MNIST Example
In this section, we'll use Tensors for a real neural net example – solving the MNIST image classification problem. The idea in this problem is to use a neural net to "read" images of hand-drawn numbers, from 0-9, and correctly identify which number each one is.
However, we're gonna gonna be a bit lazy and work with pre-processed data in CSV format, rather than actually reading in the images ourselves. You can download the MNIST data in CSV format here.
First, we'll read in the training data. We want to store the features (pixel values from the images) in an array called X
, and store the labels (the correct answers for which number each one is) in an array called y
. Lastly, we scale the features by diving them by 255, to get them between 0 and 1. Here's the code:
X = []
y = []
global first_row = true
open("mnist_data/mnist_train.csv", "r") do file
for line in eachline(file)
if first_row # skip the first row
global first_row = false
continue
end
# split the line by comma and strip whitespace
row = parse.(Float64, strip.(split(line, ',')))
push!(y, row[1])
push!(X, row[2:length(row)])
end
end
X= hcat(X...)'
X = X / 255.0
Next, we do the same thing for the testing data, except we save the features and labels in arrays called X_test
and y_test
. Here's the code:
X_test = []
y_test = []
global first_row = true
open("mnist_data/mnist_test.csv", "r") do file
for line in eachline(file)
if first_row # skip the first row
global first_row = false
continue
end
# split the line by comma and strip whitespace
row = parse.(Float64, strip.(split(line, ',')))
push!(y_test, row[1])
push!(X_test, row[2:length(row)])
end
end
X_test = hcat(X_test...)'
X_test = X_test / 255.0
Next, we define the model. We want our model to take in 784 inputs per sample (the size of the flattened 28x28 pixel images). Our inner layer will have 128 neurons, and our final layer will have 10 neurons (corresponding to the 10 possible digits that the image could be). So, we'll need to make sure we shape our Tensors accordingly. Here's the code:
using SimpleGrad
using Random
Random.seed!(1234)
# seeding the random number generator for reproducibility
weights1 = Tensor(0.01 * rand(784, 128))
weights2 = Tensor(0.01 * rand(128, 10))
biases1 = Tensor(zeros(128))
biases2 = Tensor(zeros(10))
batch_size = 100
num_classes = 10 # total number of classes
lr = 0.1
epochs = 2
Now, we train the model:
global run = 1
for epoch in 1:epochs
for i in 1:batch_size:size(X,1)
## get current batch
batch_X = X[i:i+batch_size-1, :]
batch_X = Tensor(batch_X)
batch_y = y[i:i+batch_size-1]
## convert batch_y to one-hot
batch_y_one_hot = zeros(batch_size,num_classes)
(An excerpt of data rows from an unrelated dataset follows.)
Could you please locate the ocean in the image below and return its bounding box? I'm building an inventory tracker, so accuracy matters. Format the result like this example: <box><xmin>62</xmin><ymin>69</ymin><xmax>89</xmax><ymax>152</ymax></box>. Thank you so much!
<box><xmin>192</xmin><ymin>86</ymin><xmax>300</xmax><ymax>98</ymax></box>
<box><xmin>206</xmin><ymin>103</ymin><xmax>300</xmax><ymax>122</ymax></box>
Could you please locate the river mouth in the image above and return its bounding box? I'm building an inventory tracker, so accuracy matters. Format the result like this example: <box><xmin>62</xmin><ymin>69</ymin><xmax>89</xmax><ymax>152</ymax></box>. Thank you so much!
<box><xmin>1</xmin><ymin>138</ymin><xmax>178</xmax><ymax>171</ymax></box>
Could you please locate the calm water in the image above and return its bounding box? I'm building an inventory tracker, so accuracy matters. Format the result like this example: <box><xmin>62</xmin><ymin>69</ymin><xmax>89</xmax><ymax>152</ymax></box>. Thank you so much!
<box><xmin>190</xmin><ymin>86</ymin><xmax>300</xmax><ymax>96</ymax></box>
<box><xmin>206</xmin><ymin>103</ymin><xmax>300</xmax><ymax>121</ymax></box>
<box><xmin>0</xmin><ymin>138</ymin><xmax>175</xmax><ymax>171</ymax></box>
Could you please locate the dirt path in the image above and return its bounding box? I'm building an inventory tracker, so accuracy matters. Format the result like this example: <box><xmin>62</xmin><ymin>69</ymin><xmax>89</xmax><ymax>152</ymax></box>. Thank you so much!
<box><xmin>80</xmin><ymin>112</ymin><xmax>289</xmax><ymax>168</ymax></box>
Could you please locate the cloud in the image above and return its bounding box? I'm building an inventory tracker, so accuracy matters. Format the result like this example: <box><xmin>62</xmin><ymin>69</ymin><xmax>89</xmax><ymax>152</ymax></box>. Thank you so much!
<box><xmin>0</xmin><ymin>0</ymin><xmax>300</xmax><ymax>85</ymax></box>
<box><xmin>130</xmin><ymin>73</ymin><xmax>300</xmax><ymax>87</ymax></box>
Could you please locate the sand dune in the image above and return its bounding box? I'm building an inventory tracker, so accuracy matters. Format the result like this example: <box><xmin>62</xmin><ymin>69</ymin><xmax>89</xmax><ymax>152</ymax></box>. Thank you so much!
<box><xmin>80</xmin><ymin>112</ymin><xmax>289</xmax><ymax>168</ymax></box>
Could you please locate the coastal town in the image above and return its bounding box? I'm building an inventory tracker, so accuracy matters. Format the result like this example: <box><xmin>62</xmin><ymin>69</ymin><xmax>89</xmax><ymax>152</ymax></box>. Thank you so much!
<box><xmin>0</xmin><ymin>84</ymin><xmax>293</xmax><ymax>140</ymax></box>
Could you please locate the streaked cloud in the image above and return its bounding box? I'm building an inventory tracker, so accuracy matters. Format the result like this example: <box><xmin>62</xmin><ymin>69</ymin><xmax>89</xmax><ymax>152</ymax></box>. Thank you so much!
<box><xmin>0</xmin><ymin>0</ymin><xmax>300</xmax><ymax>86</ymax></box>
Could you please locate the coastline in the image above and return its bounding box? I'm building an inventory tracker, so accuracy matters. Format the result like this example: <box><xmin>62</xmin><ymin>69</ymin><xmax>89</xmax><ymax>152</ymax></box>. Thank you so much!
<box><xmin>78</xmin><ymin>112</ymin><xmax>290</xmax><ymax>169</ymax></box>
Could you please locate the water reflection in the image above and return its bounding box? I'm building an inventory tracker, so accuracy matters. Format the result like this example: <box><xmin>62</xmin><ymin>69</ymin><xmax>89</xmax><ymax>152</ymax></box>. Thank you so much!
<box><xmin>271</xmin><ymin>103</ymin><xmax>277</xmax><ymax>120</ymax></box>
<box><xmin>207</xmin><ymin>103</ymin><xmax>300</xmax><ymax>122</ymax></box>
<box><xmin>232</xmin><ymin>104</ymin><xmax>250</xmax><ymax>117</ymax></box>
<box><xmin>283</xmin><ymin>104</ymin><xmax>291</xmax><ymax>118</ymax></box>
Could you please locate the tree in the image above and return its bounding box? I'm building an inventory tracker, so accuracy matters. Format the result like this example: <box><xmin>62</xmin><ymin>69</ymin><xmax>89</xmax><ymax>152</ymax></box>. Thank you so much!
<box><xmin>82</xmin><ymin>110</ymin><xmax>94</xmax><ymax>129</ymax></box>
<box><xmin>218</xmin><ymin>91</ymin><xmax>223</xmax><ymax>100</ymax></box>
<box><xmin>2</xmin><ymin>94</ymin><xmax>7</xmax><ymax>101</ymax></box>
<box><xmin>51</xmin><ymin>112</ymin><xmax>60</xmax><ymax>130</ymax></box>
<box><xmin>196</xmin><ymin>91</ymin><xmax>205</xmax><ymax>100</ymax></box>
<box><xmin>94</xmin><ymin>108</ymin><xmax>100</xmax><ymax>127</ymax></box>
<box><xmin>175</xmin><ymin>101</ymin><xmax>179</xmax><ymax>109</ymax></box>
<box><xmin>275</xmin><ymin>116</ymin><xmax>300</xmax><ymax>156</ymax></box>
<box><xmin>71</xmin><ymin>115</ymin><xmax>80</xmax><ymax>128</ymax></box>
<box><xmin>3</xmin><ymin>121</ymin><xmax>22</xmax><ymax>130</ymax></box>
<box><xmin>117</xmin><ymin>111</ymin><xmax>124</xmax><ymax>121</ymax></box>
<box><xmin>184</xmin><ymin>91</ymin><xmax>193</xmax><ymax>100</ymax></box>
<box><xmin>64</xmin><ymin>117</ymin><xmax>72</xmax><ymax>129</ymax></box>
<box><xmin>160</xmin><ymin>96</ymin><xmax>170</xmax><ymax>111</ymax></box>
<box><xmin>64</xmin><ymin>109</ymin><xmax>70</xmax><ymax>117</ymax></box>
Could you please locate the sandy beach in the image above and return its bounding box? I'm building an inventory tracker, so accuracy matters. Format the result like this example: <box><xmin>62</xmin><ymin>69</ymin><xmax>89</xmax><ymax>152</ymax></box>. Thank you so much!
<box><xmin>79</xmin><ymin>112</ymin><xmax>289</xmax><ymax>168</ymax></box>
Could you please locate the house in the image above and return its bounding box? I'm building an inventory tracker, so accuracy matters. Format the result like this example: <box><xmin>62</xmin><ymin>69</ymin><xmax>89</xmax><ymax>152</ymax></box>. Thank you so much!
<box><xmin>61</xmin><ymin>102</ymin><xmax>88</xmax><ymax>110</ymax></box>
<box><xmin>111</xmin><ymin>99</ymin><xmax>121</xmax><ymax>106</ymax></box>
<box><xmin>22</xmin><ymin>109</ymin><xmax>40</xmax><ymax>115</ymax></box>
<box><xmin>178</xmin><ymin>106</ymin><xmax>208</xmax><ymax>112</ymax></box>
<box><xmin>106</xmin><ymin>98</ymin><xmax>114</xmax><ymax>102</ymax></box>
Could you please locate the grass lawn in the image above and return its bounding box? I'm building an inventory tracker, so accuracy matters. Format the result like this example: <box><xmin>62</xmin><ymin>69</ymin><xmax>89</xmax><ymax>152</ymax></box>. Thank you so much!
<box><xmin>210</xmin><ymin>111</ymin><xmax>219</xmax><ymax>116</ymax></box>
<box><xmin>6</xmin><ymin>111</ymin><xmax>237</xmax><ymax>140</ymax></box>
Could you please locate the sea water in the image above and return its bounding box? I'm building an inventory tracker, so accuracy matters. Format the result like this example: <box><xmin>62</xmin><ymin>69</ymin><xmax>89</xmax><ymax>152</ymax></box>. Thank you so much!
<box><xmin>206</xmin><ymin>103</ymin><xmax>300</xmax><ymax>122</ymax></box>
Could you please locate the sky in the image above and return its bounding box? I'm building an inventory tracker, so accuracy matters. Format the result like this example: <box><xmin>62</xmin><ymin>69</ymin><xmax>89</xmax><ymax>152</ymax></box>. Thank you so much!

for batch_ind in 1:batch_size
batch_y_one_hot[batch_ind,Int.(batch_y)[batch_ind]+1] = 1
end
## zero grads
weights1.grad .= 0
weights2.grad .= 0
biases1.grad .= 0
biases2.grad .= 0
## forward pass
layer1_out = relu(batch_X * weights1 + biases1)
layer2_out = layer1_out * weights2 + biases2
loss = softmax_crossentropy(layer2_out,batch_y_one_hot)
## backward pass
backward(loss)
## update params
weights1.data -= weights1.grad .* lr
weights2.data -= weights2.grad .* lr
biases1.data -= biases1.grad .* lr
biases2.data -= biases2.grad .* lr
if run % 100 == 0
println("Epoch: $epoch, run: $run, loss: $(round(loss.data[1], digits=3))")
end
global run += 1
end
end
# output:
# Epoch: 1, run: 100, loss: 1.145
# Epoch: 1, run: 200, loss: 0.55
# Epoch: 1, run: 300, loss: 0.677
# Epoch: 1, run: 400, loss: 0.491
# Epoch: 1, run: 500, loss: 0.331
# Epoch: 1, run: 600, loss: 0.388
# Epoch: 2, run: 700, loss: 0.225
# Epoch: 2, run: 800, loss: 0.299
# Epoch: 2, run: 900, loss: 0.502
# Epoch: 2, run: 1000, loss: 0.355
# Epoch: 2, run: 1100, loss: 0.248
# Epoch: 2, run: 1200, loss: 0.337
Finally, we check out performance on the testing set:
global correct = 0
global total = 0
for i in 1:length(y_test)
X_in = X_test[i:i,:] ## need to keep this (1,784), not (784,)
X_in = Tensor(X_in)
y_true = y_test[i]
layer1_out = relu(X_in * weights1 + biases1)
layer2_out = layer1_out * weights2 + biases2
pred_argmax = argmax(layer2_out.data, dims=2)[1][2]
if pred_argmax-1 == y_true
global correct +=1
end
global total += 1
end
println(correct/total)
# output: 0.9187
91.87% accuracy on the testing set. Not bad!